La conexión con el país, el empoderamiento de la mujer a través de la música y los hermosos paisajes que hacen a Venezuela única en el mundo constituyen la esencia de El Sonido de mi Tierra, una iniciativa de Anibal Hamilton Sinfónico, que cuenta con el apoyo de Bancamiga y Mastercard.
Hamilton sorprendió al mundo con una canción caribeña y tropical, dinámica y vibrante, apasionada e intensa, reflejo de las raíces más puras de Venezuela. En su propuesta se mezclan la música electrónica con instrumentos de una orquesta sinfónica y el folklore venezolano.
Postulada al Latin Grammy, Aníbal Hamilton presentó a finales del mes de julio la pieza audiovisual de El Sonido de mi Tierra, en la que la vocalista Beatriz Occeas engancha con su potente voz, Hamilton aparece en el Display, Eduardo Chapellín en el saxo y en el violín José Gabriel Valbuena, mientras Las Morenas de Chichi envuelven de energía la producción.
Para Bancamiga y Mastercard, El Sonido de mi Tierra es una forma de conectar a los venezolanos con sus raíces y de contarle al mundo acerca del esfuerzo de las mujeres de la costa por mantener vivas las y tradiciones de los pueblos costeros. También es una manera de ofrecer una experiencia musical inmersiva.
Hamilton: “Una unión soñada la de Bancamiga”
Para Hamilton, el Sonido de mi Tierra “está en nuestras tradiciones, en nuestras fiestas y en la forma en que celebramos la vida”.
Durante un acercamiento con medios de comunicación del país para dar a conocer la iniciativa agradeció el acompañamiento de Bancamiga, una institución que le ha ayudado a mostrar lo bueno que se está haciendo en el país.
“Les doy las gracias a todo el equipo de Bancamiga por sumarse a mostrar las bellezas de nuestro país, de mostrar lo que se está haciendo musicalmente. Es una unión soñada para nosotros.
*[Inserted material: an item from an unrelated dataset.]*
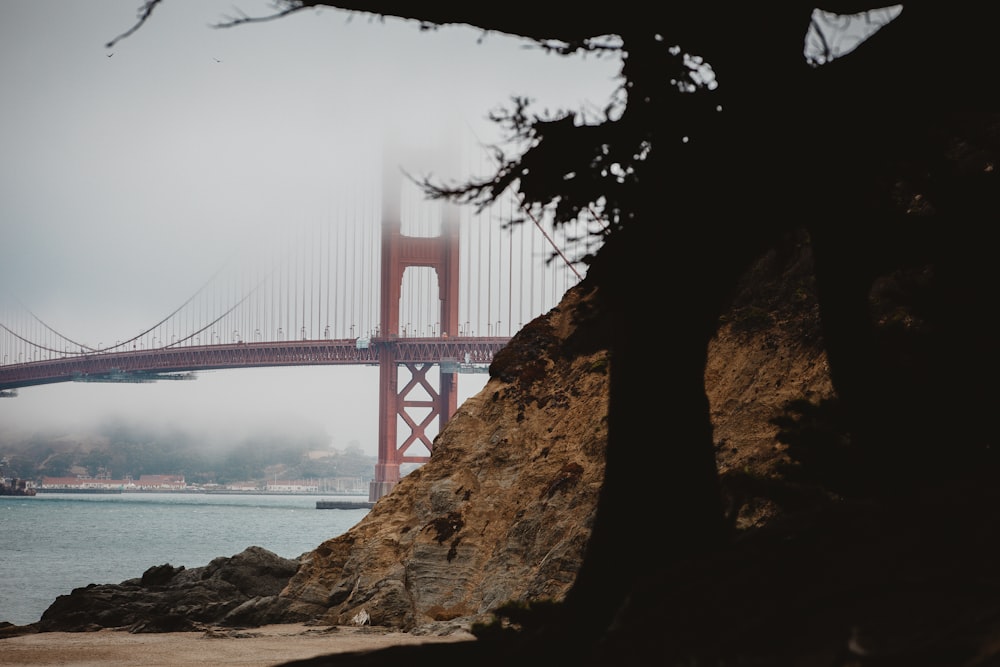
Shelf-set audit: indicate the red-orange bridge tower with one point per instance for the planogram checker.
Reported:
(399, 252)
Era lo que quería desde que conceptualicé el proyecto, que una marca respetada como Bancamiga respaldara esta iniciativa”.
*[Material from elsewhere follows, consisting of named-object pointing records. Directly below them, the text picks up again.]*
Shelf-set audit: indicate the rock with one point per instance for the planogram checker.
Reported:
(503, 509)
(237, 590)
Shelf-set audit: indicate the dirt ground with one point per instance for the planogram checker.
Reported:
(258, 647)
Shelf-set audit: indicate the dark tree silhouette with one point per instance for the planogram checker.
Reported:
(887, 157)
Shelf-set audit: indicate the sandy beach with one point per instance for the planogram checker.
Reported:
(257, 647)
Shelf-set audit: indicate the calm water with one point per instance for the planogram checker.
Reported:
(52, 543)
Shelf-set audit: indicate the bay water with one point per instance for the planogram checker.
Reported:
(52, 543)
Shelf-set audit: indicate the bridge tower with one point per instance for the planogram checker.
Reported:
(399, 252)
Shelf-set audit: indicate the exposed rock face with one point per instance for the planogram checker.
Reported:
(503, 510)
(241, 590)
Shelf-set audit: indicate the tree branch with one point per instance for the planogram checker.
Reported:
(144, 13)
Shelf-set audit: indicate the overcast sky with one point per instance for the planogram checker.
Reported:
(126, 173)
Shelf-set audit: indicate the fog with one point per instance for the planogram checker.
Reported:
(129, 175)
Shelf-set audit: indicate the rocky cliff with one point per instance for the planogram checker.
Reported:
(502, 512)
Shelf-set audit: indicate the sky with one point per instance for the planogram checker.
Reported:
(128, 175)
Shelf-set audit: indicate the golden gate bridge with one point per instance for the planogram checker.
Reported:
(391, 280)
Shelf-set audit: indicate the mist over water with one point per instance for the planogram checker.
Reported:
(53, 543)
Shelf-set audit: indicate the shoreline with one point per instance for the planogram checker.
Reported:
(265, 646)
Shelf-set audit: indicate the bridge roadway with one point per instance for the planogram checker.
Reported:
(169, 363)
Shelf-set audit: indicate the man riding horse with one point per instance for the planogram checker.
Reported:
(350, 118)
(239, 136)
Al igual que con Sabores del Alma, la iniciativa que pone bajo el reflector el talento de chefs excepcionales, la riqueza de nuestros ingredientes locales y que demuestra que cada plato cuenta una historia de superación, de arraigo y de compromiso social, con El Sonido de mi Tierra Bancamiga y Mastercard sintonizan con esas notas musicales que nacen en cada rincón del país, apoyando el talento emergente, rescatando los ritmos tradicionales y demostrando que la música es el lenguaje universal que une a los pueblos.